Ireland’s economy is less dependent on farming than it used to be, but agriculture still has the capacity to provoke major litigation. The questions in Brady v. Environmental Protection Agency (EPA) are (a) whether pig slurry constitutes “waste” under European law and (b) whether the EPA’s conditions on a farmer’s sales of pig slurry are lawful. The High Court judge—remarking in passing that 10,000 pigs produce more effluent than 10,000 humans—concluded that pig slurry is indeed waste and upheld the EPA’s licensing decision. The Supreme Court’s five most senior judges—Murray C.J., Denham, Hardiman, Fennelly & Macken JJ.—will hear the farmer’s appeal on Wednesday.

On Tuesday morning, the same five judges will resume the hearing in Bradley v. Independent Star Newspapers, a defamation appeal that was initially set for hearing last week, and about which you can read in last week’s preview.
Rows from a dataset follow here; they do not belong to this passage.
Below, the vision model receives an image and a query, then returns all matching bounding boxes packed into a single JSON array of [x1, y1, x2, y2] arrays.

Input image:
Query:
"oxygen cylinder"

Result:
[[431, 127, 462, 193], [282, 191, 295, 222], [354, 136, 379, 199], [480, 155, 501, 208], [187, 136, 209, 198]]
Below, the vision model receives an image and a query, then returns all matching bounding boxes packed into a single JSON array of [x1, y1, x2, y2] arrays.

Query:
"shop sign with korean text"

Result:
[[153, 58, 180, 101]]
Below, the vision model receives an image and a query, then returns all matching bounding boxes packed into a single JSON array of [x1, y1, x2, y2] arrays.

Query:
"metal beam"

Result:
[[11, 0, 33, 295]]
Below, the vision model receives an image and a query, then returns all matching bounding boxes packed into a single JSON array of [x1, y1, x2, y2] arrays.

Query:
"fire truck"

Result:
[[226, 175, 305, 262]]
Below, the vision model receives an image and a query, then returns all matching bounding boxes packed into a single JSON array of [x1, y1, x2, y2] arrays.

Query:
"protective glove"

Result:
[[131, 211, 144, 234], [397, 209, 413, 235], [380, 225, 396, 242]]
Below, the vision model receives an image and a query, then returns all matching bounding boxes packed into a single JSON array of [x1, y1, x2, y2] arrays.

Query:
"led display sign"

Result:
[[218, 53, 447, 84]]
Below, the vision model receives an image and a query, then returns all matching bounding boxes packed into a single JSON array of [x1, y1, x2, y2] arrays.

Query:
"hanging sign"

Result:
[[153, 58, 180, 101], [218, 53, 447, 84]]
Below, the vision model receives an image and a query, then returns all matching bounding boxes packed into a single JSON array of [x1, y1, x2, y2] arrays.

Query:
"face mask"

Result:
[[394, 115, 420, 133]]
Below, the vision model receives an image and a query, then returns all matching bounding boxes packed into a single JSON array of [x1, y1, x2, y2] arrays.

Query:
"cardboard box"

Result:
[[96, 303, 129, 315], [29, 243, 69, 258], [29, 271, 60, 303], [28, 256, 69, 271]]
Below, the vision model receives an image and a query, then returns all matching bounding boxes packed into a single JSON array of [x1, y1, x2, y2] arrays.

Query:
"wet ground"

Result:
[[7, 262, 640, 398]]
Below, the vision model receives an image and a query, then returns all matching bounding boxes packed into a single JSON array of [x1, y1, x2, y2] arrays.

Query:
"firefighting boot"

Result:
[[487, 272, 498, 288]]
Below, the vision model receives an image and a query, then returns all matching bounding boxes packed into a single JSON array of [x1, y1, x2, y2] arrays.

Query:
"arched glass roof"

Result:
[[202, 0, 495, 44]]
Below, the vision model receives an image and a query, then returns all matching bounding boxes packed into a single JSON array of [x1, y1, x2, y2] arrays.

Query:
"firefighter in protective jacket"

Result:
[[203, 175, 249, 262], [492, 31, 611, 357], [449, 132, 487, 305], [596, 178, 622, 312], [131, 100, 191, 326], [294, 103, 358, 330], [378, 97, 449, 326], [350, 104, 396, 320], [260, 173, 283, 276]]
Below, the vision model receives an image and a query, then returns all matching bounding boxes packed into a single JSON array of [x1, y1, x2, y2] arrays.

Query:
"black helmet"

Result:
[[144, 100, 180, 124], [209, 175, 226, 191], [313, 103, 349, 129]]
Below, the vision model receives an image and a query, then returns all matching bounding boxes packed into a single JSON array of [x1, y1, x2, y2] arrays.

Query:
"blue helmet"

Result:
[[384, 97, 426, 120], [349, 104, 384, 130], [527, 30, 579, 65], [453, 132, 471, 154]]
My ability to preview the remaining cases this week in the Supreme Court is hampered by a paucity of publicly-available information. On Tuesday, the same five judges hearing Brady and Bradley will consider the appeal in Goodwin v. Bus Eireann, a personal injuries case. On Thursday and Friday, the remaining three judges of the Court (Finnegan, O’Donnell & McKechnie JJ.) will hear three cases—R v. R, Flavin v. Nagle, and DPP v. Wilson. The appeal number in Wilson is from 2011, suggesting that the Court is moving fast to resolve some issue of importance to the administration of criminal justice.